Skip or minimise Apache log phase

Skip or minimise Apache log phase

am 08.10.2008 14:32:26 von aw

Hi.

Following a message posted on the Apache users list, I am just curious
if via mod_perl there could be a solution to the following issue :

A busy Apache server (with several VirtualHosts, why not ?) is being
accessed from internal network clients (IP address 192.168.*) as well as
by external clients (any other IPs).
Among the internal clients are some GoogleBots, which generate thousands
of accesses, all logged in the access logs of the hosts. These accesses
come to generate more than 90% of the total, which really bothers the
sysadmins when they have to scan any logfile for something else.

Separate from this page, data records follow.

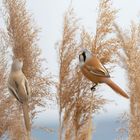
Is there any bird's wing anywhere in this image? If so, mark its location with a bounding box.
[8,83,21,103]
[86,65,110,77]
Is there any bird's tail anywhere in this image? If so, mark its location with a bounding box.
[104,78,129,99]
[22,102,31,137]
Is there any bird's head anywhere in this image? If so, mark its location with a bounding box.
[79,49,92,66]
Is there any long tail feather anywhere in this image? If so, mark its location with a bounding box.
[22,102,31,137]
[105,78,129,99]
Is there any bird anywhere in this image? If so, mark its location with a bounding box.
[8,58,31,139]
[79,49,129,99]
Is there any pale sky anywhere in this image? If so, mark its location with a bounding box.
[0,0,140,139]
[24,0,137,115]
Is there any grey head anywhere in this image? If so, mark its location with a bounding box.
[79,49,92,67]
[11,58,23,71]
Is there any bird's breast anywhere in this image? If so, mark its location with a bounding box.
[81,66,103,83]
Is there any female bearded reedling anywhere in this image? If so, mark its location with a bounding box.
[79,49,129,98]
[8,59,31,137]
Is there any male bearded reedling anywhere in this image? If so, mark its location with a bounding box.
[79,49,129,98]
[8,59,31,137]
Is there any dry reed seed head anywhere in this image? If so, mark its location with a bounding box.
[115,23,140,140]
[58,4,105,140]
[3,0,51,139]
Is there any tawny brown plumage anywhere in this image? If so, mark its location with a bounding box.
[79,50,129,98]
[8,59,31,139]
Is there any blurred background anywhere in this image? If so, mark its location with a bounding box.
[0,0,140,140]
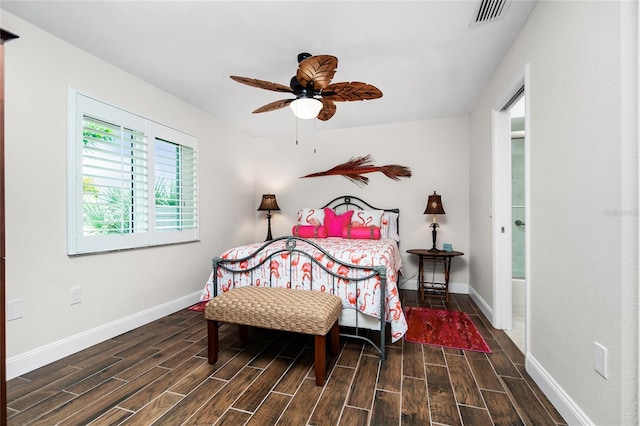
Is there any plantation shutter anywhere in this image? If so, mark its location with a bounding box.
[155,138,197,232]
[82,115,149,236]
[67,89,198,255]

Would there be any way, using mod_perl, to detect such accesses early,
and to either cancel the log phase for them, or else redirect the
logging to some sink file, or else at least set some parameter so that
the verbosity of the log for these accesses would be drastically reduced ?
(Of course the requests themselves should just go through and still be
handled properly)

Looking at the description of the PerlLogHandler at
http://perl.apache.org/docs/2.0/user/handlers/http.html#Perl LogHandler
I find thhe following paragraph, which tends to indicate that Apache log
handlers will run anyway, but maybe there is still a devious solution ?

quote
First the handler tries to figure out what username the request is
issued for, if it fails to match the URI, it simply returns
Apache2::Const::DECLINED, letting other log handlers to do the logging.
Though it could return Apache2::Const::OK since all other log handlers
will be run anyway.
unquote

Thanks

Re: Skip or minimise Apache log phase

am 08.10.2008 15:25:44 von Vegard Vesterheim

On Wed, 08 Oct 2008 14:32:26 +0200 André Warnier wrote:

> Hi.
>
> Following a message posted on the Apache users list, I am just curious
> if via mod_perl there could be a solution to the following issue :
>
> A busy Apache server (with several VirtualHosts, why not ?) is being
> accessed from internal network clients (IP address 192.168.*) as well
> as by external clients (any other IPs).
> Among the internal clients are some GoogleBots, which generate
> thousands of accesses, all logged in the access logs of the hosts.
> These accesses come to generate more than 90% of the total, which
> really bothers the sysadmins when they have to scan any logfile for
> something else.
>
> Would there be any way, using mod_perl, to detect such accesses early,
> and to either cancel the log phase for them, or else redirect the
> logging to some sink file, or else at least set some parameter so that
> the verbosity of the log for these accesses would be drastically
> reduced ?

You can do this without involving mod_perl. Simply use one of the
directives SetEnvIf or BrowserMatch to detect these bots and set a
variable like 'is_googlebot', and then use a conditional log-statement:

CustomLog .... env=3D!is_googlebot

See also:=20
http://httpd.apache.org/docs/2.2/mod/mod_setenvif.html
http://httpd.apache.org/docs/2.2/mod/mod_log_config.html#cus tomlog

- Vegard V -

Re: Skip or minimise Apache log phase

am 08.10.2008 15:56:05 von aw

Vegard Vesterheim wrote:
>
> CustomLog .... env=!is_googlebot
>
> See also:
> http://httpd.apache.org/docs/2.2/mod/mod_setenvif.html
> http://httpd.apache.org/docs/2.2/mod/mod_log_config.html#cus tomlog
>
> - Vegard V -
>

That looks just too easy to be true..
But I believe you of course, and Thanks.

It's just that I have seen this same kind of question pop up regularly
on forums, and I don't remember ever seeing the simple suggestion above.
....
As a matter of fact, the original poster on the other forum just got the
same answer from someone else.

I do remain interested in a possible mod_perl solution though, because I
already have some add-on Apache/perl handler modules where such a
functionality would come in handy sometimes.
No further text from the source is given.